Freelance Story Analyst at HBO (2018–present)Jun 4
Led Zeppelin’s immediate plan was to tour North America. They were deep in rehearsals. Bonham actually died during the night after they’d been rehearsing that day. Opinions on the state of the band at that point vary. The general consensus is that the 1980 European tour had helped solidify the morale of the band after the tumultuous few years had taken their toll. Page was certainly raring to go. Bonham on the other hand, did not want to tour, and felt pressured. According to Jones in an interview, the rehearsals had been going great, and Page, Plant & Jones were enthused. Reports state they’d worked up Carouselambra from the latest album, In Through The Out Door, which probably would have been an amazing live addition, and also probably have boosted that song in the public consciousness.
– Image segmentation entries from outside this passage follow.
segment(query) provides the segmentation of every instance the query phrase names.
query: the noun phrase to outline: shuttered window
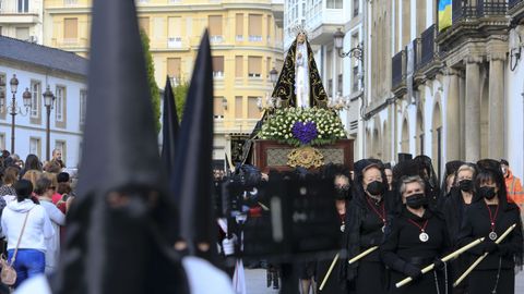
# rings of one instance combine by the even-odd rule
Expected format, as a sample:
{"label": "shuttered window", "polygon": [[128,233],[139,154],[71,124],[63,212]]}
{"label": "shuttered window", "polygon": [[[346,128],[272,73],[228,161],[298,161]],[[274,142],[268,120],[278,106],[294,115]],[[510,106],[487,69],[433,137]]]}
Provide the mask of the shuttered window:
{"label": "shuttered window", "polygon": [[262,58],[249,57],[248,59],[248,76],[260,77],[262,73]]}
{"label": "shuttered window", "polygon": [[144,30],[144,33],[150,35],[150,17],[139,17],[139,27]]}
{"label": "shuttered window", "polygon": [[243,57],[235,57],[235,77],[243,76]]}
{"label": "shuttered window", "polygon": [[257,107],[258,97],[248,97],[248,119],[260,119],[260,110]]}
{"label": "shuttered window", "polygon": [[213,57],[213,76],[224,76],[224,57]]}
{"label": "shuttered window", "polygon": [[79,37],[79,19],[63,20],[63,38],[76,39]]}
{"label": "shuttered window", "polygon": [[222,36],[222,15],[210,15],[210,36]]}
{"label": "shuttered window", "polygon": [[242,96],[235,96],[235,118],[242,119],[243,118],[243,105],[242,105]]}
{"label": "shuttered window", "polygon": [[243,14],[237,13],[235,16],[235,35],[243,36]]}
{"label": "shuttered window", "polygon": [[169,77],[180,77],[180,62],[179,58],[168,58],[167,59],[167,75]]}
{"label": "shuttered window", "polygon": [[169,38],[180,37],[182,35],[182,17],[167,19],[167,34]]}
{"label": "shuttered window", "polygon": [[251,41],[262,40],[261,14],[249,14],[249,37]]}
{"label": "shuttered window", "polygon": [[213,97],[213,113],[215,113],[215,118],[224,117],[223,99],[224,97]]}

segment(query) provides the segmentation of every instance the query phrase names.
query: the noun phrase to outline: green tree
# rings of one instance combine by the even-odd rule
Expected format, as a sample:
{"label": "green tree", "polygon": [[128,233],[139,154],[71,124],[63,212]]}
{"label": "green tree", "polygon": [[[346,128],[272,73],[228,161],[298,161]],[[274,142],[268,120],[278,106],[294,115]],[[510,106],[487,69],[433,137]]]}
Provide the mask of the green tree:
{"label": "green tree", "polygon": [[150,52],[150,38],[144,30],[140,30],[140,37],[142,38],[142,48],[144,49],[145,68],[147,71],[147,83],[151,91],[151,103],[153,105],[153,114],[155,118],[156,132],[160,132],[160,91],[155,81],[155,64],[153,63],[153,57]]}
{"label": "green tree", "polygon": [[182,82],[180,85],[172,88],[172,95],[175,95],[175,102],[177,103],[178,121],[182,121],[183,108],[186,107],[186,96],[188,95],[189,83]]}

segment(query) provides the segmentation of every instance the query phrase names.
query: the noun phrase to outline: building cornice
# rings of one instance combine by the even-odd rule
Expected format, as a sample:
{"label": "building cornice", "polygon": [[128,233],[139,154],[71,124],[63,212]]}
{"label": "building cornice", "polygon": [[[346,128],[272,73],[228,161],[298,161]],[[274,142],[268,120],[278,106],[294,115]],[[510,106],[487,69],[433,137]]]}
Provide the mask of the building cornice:
{"label": "building cornice", "polygon": [[33,73],[44,74],[44,75],[51,75],[53,77],[68,79],[72,82],[85,84],[87,78],[86,75],[70,73],[70,72],[66,72],[66,71],[61,71],[52,68],[46,68],[32,62],[13,60],[8,58],[0,58],[0,61],[1,61],[0,63],[1,65],[8,66],[8,68],[19,69],[22,71],[33,72]]}
{"label": "building cornice", "polygon": [[[11,127],[11,123],[8,122],[0,122],[1,126],[7,126]],[[23,125],[23,124],[15,124],[14,128],[19,130],[26,130],[26,131],[38,131],[38,132],[44,132],[44,135],[46,133],[46,127],[40,125],[38,126],[31,126],[31,125]],[[50,130],[51,134],[61,134],[61,135],[73,135],[73,136],[82,136],[82,132],[74,132],[74,131],[62,131],[62,130],[57,130],[57,128],[51,128]]]}

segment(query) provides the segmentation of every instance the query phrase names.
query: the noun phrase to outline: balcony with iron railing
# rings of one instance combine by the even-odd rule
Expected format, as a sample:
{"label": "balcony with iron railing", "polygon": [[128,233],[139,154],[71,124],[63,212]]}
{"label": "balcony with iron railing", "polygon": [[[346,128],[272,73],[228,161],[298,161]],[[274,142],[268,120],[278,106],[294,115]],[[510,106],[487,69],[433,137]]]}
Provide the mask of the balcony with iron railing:
{"label": "balcony with iron railing", "polygon": [[405,86],[406,79],[406,50],[396,53],[391,60],[391,87],[397,91]]}
{"label": "balcony with iron railing", "polygon": [[464,0],[452,2],[453,24],[467,19],[504,16],[508,0]]}
{"label": "balcony with iron railing", "polygon": [[524,0],[510,0],[508,2],[508,14],[512,23],[519,24],[524,20]]}
{"label": "balcony with iron railing", "polygon": [[0,24],[36,24],[39,22],[39,9],[21,10],[17,8],[2,7],[2,3],[0,3]]}
{"label": "balcony with iron railing", "polygon": [[513,9],[519,4],[524,5],[524,0],[510,0],[508,1],[508,9]]}
{"label": "balcony with iron railing", "polygon": [[438,52],[446,58],[465,44],[507,34],[508,0],[461,0],[452,2],[452,25],[436,36]]}

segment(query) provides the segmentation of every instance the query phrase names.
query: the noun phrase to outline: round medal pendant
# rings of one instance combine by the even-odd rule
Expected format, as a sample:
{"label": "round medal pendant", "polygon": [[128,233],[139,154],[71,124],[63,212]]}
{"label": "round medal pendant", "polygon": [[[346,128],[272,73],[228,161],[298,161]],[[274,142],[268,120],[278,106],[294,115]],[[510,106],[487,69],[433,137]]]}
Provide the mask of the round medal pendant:
{"label": "round medal pendant", "polygon": [[428,242],[429,235],[428,235],[426,232],[421,232],[420,235],[418,235],[418,238],[419,238],[421,242]]}

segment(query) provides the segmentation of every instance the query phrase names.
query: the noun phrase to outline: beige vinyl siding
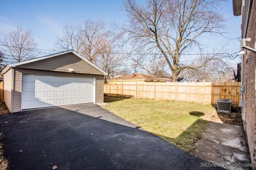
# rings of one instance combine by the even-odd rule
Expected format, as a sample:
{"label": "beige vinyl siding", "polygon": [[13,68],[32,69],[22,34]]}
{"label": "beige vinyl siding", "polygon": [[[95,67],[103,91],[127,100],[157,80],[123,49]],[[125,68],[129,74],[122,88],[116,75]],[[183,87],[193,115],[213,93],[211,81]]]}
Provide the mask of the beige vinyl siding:
{"label": "beige vinyl siding", "polygon": [[32,69],[25,69],[21,68],[14,68],[14,100],[13,102],[13,112],[18,112],[21,110],[21,81],[22,74],[36,74],[52,76],[76,76],[79,78],[95,78],[96,80],[96,103],[102,103],[103,101],[103,88],[104,84],[103,75],[91,74],[79,74],[68,72],[60,72],[56,71],[37,70]]}
{"label": "beige vinyl siding", "polygon": [[10,69],[4,74],[4,101],[10,112],[12,112],[12,72]]}
{"label": "beige vinyl siding", "polygon": [[21,110],[21,72],[14,69],[13,112]]}
{"label": "beige vinyl siding", "polygon": [[72,53],[44,59],[17,66],[17,67],[70,72],[69,69],[74,69],[77,73],[103,74],[84,61]]}

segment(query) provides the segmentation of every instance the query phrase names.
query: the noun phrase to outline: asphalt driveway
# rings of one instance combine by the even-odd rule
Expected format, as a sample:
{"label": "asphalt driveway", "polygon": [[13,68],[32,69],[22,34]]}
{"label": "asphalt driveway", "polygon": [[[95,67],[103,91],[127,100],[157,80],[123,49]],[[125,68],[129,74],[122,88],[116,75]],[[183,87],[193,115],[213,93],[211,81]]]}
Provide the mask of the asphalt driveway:
{"label": "asphalt driveway", "polygon": [[139,128],[95,104],[0,116],[10,169],[205,169]]}

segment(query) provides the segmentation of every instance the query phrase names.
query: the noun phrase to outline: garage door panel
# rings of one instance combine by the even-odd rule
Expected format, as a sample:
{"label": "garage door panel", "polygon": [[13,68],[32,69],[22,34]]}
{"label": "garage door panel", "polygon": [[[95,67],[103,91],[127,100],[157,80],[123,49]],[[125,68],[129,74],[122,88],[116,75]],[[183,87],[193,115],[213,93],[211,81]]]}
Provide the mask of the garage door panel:
{"label": "garage door panel", "polygon": [[66,89],[73,89],[72,83],[68,83],[68,84],[66,84]]}
{"label": "garage door panel", "polygon": [[47,91],[47,97],[55,97],[56,92],[55,91]]}
{"label": "garage door panel", "polygon": [[94,79],[22,75],[22,109],[93,103]]}
{"label": "garage door panel", "polygon": [[65,99],[65,104],[67,105],[69,104],[70,103],[72,103],[72,98],[67,98]]}
{"label": "garage door panel", "polygon": [[65,95],[67,97],[72,96],[72,91],[65,91]]}
{"label": "garage door panel", "polygon": [[38,91],[36,92],[36,97],[38,98],[44,98],[45,97],[45,91]]}
{"label": "garage door panel", "polygon": [[52,83],[50,82],[49,84],[47,84],[47,89],[56,89],[56,83]]}

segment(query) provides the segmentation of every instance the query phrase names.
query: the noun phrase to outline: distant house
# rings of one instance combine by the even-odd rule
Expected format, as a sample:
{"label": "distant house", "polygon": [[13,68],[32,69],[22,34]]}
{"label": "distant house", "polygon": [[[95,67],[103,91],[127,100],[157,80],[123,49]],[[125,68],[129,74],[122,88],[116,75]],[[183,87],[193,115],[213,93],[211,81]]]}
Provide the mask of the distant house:
{"label": "distant house", "polygon": [[[172,82],[171,78],[161,78],[166,81]],[[199,79],[197,78],[178,78],[177,82],[199,82]]]}
{"label": "distant house", "polygon": [[178,78],[177,79],[177,81],[180,82],[188,82],[188,80],[185,78]]}
{"label": "distant house", "polygon": [[133,73],[118,78],[113,78],[109,82],[166,82],[165,80],[156,76],[146,75],[141,73]]}

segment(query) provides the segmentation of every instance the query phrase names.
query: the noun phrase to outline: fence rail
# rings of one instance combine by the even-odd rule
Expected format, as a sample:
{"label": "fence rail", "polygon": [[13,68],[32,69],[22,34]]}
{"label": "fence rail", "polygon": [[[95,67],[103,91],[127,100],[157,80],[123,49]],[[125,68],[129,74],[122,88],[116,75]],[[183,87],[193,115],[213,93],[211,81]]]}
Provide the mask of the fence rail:
{"label": "fence rail", "polygon": [[104,94],[109,96],[134,97],[217,104],[220,98],[231,99],[237,106],[240,82],[109,82]]}

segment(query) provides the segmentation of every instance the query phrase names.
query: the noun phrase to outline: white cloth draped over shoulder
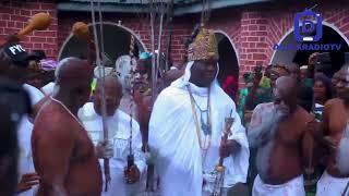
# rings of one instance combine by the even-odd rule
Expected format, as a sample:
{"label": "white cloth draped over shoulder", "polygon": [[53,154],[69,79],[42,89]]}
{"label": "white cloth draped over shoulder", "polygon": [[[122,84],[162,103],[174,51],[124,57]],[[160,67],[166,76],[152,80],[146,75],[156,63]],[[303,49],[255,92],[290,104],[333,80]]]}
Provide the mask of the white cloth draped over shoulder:
{"label": "white cloth draped over shoulder", "polygon": [[[250,151],[245,130],[236,112],[234,102],[218,86],[217,81],[210,86],[212,143],[203,164],[186,85],[191,86],[195,101],[204,110],[207,109],[208,90],[189,83],[192,65],[193,62],[189,62],[184,75],[160,93],[151,117],[149,146],[156,154],[155,167],[159,172],[164,196],[202,196],[203,172],[213,172],[219,161],[225,118],[231,110],[234,123],[229,139],[237,140],[241,149],[224,161],[224,187],[246,180]],[[196,113],[200,121],[197,108]],[[201,135],[203,137],[204,133],[201,132]]]}
{"label": "white cloth draped over shoulder", "polygon": [[[32,107],[38,103],[45,96],[44,94],[35,88],[32,85],[23,84],[23,88],[29,95]],[[19,181],[21,180],[23,174],[26,173],[35,173],[34,163],[33,163],[33,155],[32,155],[32,132],[33,132],[33,120],[26,114],[22,118],[21,122],[17,126],[17,137],[19,137],[19,147],[20,147],[20,156],[19,156]],[[17,194],[19,196],[33,196],[36,192],[36,187]]]}
{"label": "white cloth draped over shoulder", "polygon": [[[93,102],[87,102],[79,110],[79,119],[88,132],[95,145],[103,140],[101,117],[94,109]],[[121,110],[117,110],[112,117],[107,117],[107,127],[110,142],[113,144],[113,157],[109,159],[111,182],[108,192],[103,192],[103,196],[130,196],[142,195],[145,192],[146,163],[144,154],[141,150],[142,137],[140,125],[132,119],[132,150],[134,162],[141,171],[141,180],[132,185],[124,181],[123,170],[128,166],[130,142],[131,117]],[[103,160],[100,167],[104,169]],[[105,182],[104,182],[105,183]]]}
But Jones states that Bonham came to that last rehearsal already drunk, and kept on drinking. They quit early since they obviously weren’t productive. Bonham was reportedly upset at having to leave home for such a long period. What would have happened if Bonham had survived the night is one of the big What If’s of rock. Would a triumphant American tour have turned Bonham’s mood around?
Page has stated in several interviews that he and Bonham discussed the next album, and both agreed that it should be heavier and more riff-based, since they both felt In Through The Out Door was a little soft. A lot has been said about the precarious state of Page during this period when he was addicted to heroin. But, he did produce and mix In Through The Out Door, even if Jones composed much more of it than Page did. And, Page was never a liability on tour during this period. The quality of his playing varied, but not by as much as a lot of people claim. So Page likely would have kept functioning the way Keith Richards was always able to function, until he finally kicked his habit. It’s hard to imagine Page showing much interest in side projects, since he was so fiercely loyal to his band, and seemed to get everything he wanted musically in that context.
Plant has gone on record as starting to feel seriously disenchanted with the whole Zeppelin thing in it’s last few years. It’s anyone’s guess how much he really meant it. He certainly threw his heart and soul into the lyrics of In Through The Out Door. With the band still intact and functioning, it’s easy to imagine that Plant would have just stayed in the machine and kept cranking out the albums and tours. Alternatively, it’s possible that he would have branched out into solo projects. But unless he and Page finally had a serious falling-out, these probably would have just been side projects, unless he got a taste of being the sole boss and decided he didn’t want to go back to a partnership.
Jones was a professional who was in it for the music and avoided drama. I imagine he would have been there if the other three were there as well. It’s easy to imagine that he would have branched out into producing or arranging on the side as well.
Bonham was the real wild card. Like Page, he was fiercely loyal to the band, and was instrumental in talking Plant into coming back after the death of his son. But then Bonham was so upset about leaving home to tour America. Would he have gotten over that and stayed with the band for the rest of his life? Would he have finally called time on it, and maybe even retired from music altogether? We’ll never know.
So, we would have gotten an American tour, and likely one more album that was heavier and more riff-oriented, if Bonham had survived that night.